А что касается ревнителей чистоты российского слога, то сквозь их упреки проступает порой сокровенное их мировоззрение, и легкий пробегает у меня по коже холодок. Один такой ревнитель позвонил моей приятельнице и с возмущением сказал:
— Ты понимаешь, Губерман все называет своими именами, он запросто произносит названия мужских половых органов и даже не брезгует женскими!
Этот глагол — «брезгует» — настолько много говорит о ревнителе, что только жалость испытал я к искалеченному человеку.
Но коротко пора сказать о главном, для чего затеял я все окончание этой главы. Оттаявшие, ханжеской коры лишившиеся люди — несравненно лучше слушают стихи, гораздо тоньше реагируют на слово; ощутимо повисает в воздухе аура тесного взаимного общения, и через два часа работы не усталость, а подъем и силы чувствуешь. Как будто муза вольного дыхания, незримо в зале побывав, с тобою благодарно поделилась избытком собственной добычи.
О людях хороших
Заголовок этот часто мелькал в разных газетах того канувшего времени, и даже рубрики такие заводились, чтобы непрерывно повествовать о всяческих ударниках, ревнителях и праведниках (с точки зрения властей, разумеется). Скучно было читать эти сусальные фальшаки, хотя порой среди муляжей попадались подлинные человеки. На тропу эту исхоженную стать пора и мне.
Хоть лично я к хорошим людям склонен был всю жизнь относить очень разных. И вне всякого сомнения — всех тех, кто как-то мне помог однажды жить. Оказав поддержку, проявив надежность, дав совет. Или на худой конец — одарив чуть новым ощущением того мира и времени, в котором довелось расти и прозябать.
Так не забуду вовек нашу соседку в том поселке возле Красноярска, где отбывал я ссылку после лагеря. Валя навещала нас часто и всегда притаскивала гостинцы. Там было принято (или с голодных лет повелось) нести в подарок банку помидоров, огурцов, грибов или капусты — разумеется, домашнего засола. И на пьянку дружескую с этим приходили, и как цветы на день рождения несли. А как-то Валя на закате забежала к нам с большой банкой грибов. Она обычно не рассиживалась, но с охотой выпивала рюмку-другую, что-нибудь неторопливо повествуя, сплетничая о соседях или расспрашивая нас о прелестях былой столичной жизни. А на этот раз ушла почти сейчас же, наотрез от угощения отказавшись.

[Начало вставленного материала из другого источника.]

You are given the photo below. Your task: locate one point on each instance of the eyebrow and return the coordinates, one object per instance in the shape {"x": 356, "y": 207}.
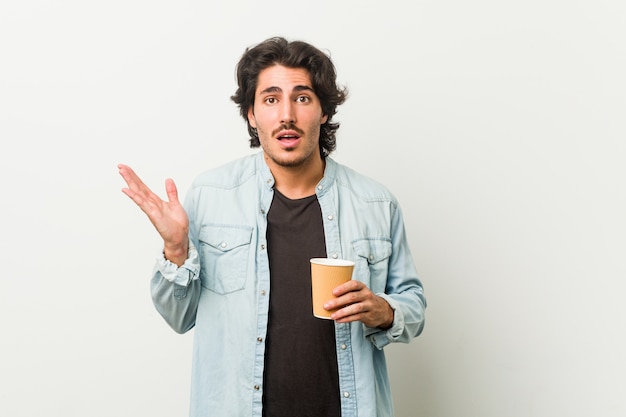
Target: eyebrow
{"x": 297, "y": 88}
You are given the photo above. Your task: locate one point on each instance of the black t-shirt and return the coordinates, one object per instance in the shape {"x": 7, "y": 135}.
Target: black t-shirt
{"x": 301, "y": 377}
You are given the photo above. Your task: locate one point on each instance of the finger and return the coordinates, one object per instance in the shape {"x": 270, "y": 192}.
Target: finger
{"x": 352, "y": 285}
{"x": 171, "y": 190}
{"x": 132, "y": 179}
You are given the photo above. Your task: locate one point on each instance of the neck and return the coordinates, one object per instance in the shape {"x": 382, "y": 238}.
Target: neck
{"x": 297, "y": 181}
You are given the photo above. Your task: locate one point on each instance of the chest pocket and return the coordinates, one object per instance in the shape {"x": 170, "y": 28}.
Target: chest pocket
{"x": 224, "y": 256}
{"x": 372, "y": 262}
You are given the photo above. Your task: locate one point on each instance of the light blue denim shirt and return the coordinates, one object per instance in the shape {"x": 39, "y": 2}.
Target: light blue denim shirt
{"x": 222, "y": 290}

И явилась рано утром, я был дома — значит, это было в выходной. Уже с порога весело-заботливо нас принялась она расспрашивать, как наше драгоценное здоровье, как мы спали и что слышно вообще. Я отвечал ей, мельком похвалив грибы. Мы в Сибири с Татой понемногу пили каждый вечер, так что в нашем доме правильную закусь оценить умели по заслугам.
— Вот и слава богу, — радостно сказала Валя. — Я теперь эти грибы тоже брать буду. А то насобирала как-то, почитай два года стоят, а все боялась дать своим попробовать, уж больно незнакомые какие-то грибы.
Я много больше с той поры стал в жизни понимать, и Вале по сию пору благодарен.
А в ранние года я даже стихи (чуть ли не басни) изредка пописывал о людях хороших:
Из этого высокого стиха легко понять, как неотступно интересовала меня всегда эта высокая тема. Отсюда и накопилось у меня столько историй.